Hailed as the love child of Pyrrhon and Weeping Sores members, Seputus’s
Phantom Indigo is a rambunctious, spiraling album full of twists and turns that deliberate disjoints and blurs the lines of whatever niche genre this album is likely to be pigeon-holed under. For it’s undoubtedly a death metal record, but the very seams of its foundations are stitched together with varying amounts of Pyrrhon’s jarring, dissonant abrasions—but Seputus’ makeup has a distinct edge to it, a different personality, if not unfamiliar to the natural comparisons to the acts mentioned above. In many ways,
Phantom Indigo is more than last year’s
Abscess Time and Weeping Sores’
False Confession, both of which are considerably
better than good records, but Seputus’ sophomore samples chaos and twists it into every nook and cranny of the awaiting niche, standing separate to the acts which it will inevitably be compared to.

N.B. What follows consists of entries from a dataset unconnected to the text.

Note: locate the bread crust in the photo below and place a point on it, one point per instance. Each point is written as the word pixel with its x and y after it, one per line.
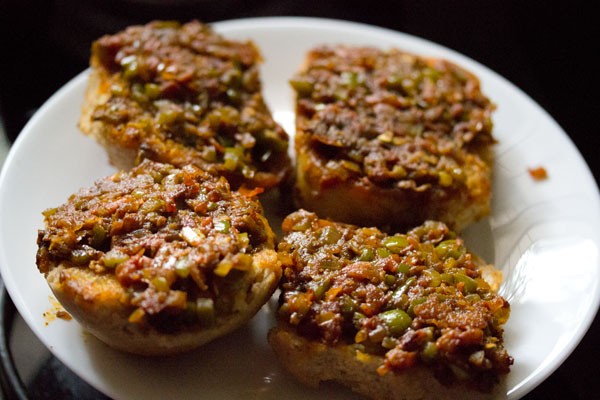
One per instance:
pixel 183 94
pixel 159 260
pixel 99 303
pixel 398 153
pixel 313 363
pixel 404 316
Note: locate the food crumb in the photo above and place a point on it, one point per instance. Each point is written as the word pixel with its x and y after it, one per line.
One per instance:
pixel 55 311
pixel 62 314
pixel 538 173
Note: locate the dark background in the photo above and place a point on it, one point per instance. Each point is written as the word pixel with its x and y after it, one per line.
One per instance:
pixel 547 48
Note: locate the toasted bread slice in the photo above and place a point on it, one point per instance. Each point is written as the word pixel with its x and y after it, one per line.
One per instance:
pixel 404 316
pixel 391 139
pixel 183 94
pixel 159 260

Glorious feedback drenches drum beats, “The Will To Live” transforms into a jagged, blackened riff study. Discordant passages jut in and out of wailing snarls and frenzied blasts, before Doug Moore’s ghastly vocal roar cushions the track’s more contemporary edges, but for the all the indications of a spiraling, unlistenable experience, Seputus run a clinic of contrast—melding groove and atmospheric into a wall of noise.

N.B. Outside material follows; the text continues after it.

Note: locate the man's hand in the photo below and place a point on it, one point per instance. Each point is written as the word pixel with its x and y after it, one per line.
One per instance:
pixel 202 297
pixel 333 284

Phantom Indigo has early earmarks of an accessible, yet completely extreme release.
Phantom Indigo isn’t just bark; it’s claw and lock jaw—spittle flying everywhere. The album’s (pre-release) first single, “The Learned Response” is similarly beastly, but if there was ever an excuse to give up learning the drums, it’s probably due to the absolute clinic that Stephen Schwegler puts on. Considering the fact that this stick master has the majority hand in composition construction, his prowess behind the kit is nothing short of exemplary, a compliment to a whirlpool of riffs and demonic growls.

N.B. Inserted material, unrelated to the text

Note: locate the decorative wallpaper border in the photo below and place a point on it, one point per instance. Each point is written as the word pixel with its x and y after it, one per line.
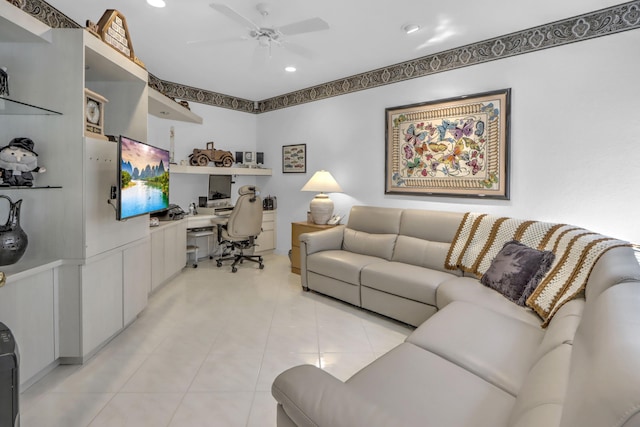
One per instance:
pixel 613 20
pixel 616 19
pixel 188 93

A myriad of featurettes also grace the inner workings of Seputus’ latest full-length. The likes of Evan Void on “The Will To Live”, Dan Gargiulo (Artificial Brain, ex-Revocation) on “The Learned Response”, Dylan DiLella (also Pyrrhon) appears on “Tautology”, and Pete Lloyd (Replicant) appears on the album’s title track. These inclusions may not stand out to the casual listener, but instead act as ear-treats for fans who would earnestly repeat this record’s tracks, finding gems and new flourishes with every spin.
What truly sells
Phantom Indigo properly isn’t restricted to its members' respective playing talents, but rather its ability to follow a natural progression. Despite the fact that half of the album’s tracks tickle the ten minute mark, Seputus’ sophomore has
flow. The density that comes with blending the more technical climes of death metal to the avant grinding bits that sit somewhere between the sludge and psychedelic, doomier atmospheres might hint at a wall of sound mentality, but at fifty minutes,
Phantom Indigo flies by, never sitting idle on a single idea for too long. Longer cuts like “Tautology” and “Deuteragonist” don’t drag on the album’s runtime, being the impactful centrepoint on the foundations of the group’s natural tendency to bend genres. The latter half of “Deuteragonist” especially feels trodden, soaked in the sort of doom atmospheres that Sumac or Inter Arma would be known for and yet,
Phantom Indigo’s makeup is definitely closer to the acts mentioned in this reviews’ opening paragraph, maintaining that psychedelic, angular Gorguts-ian edge ever present throughout the sophomore.
As
Phantom Indigo comes to a close it’s clear we have a quality slab of extreme metal to help kick off our June. It’s standard is enough to land itself a mention in many a publications “half yearly analysis”—and deservedly so, but for all the praise
Phantom Indigo will receive within the niche it’s not going to be enough to clear itself from a host of better, more extreme releases. That said, these other acts don’t detract from the individual quality that Seputus show in spades...another album to join the legions of quality 2021 releases.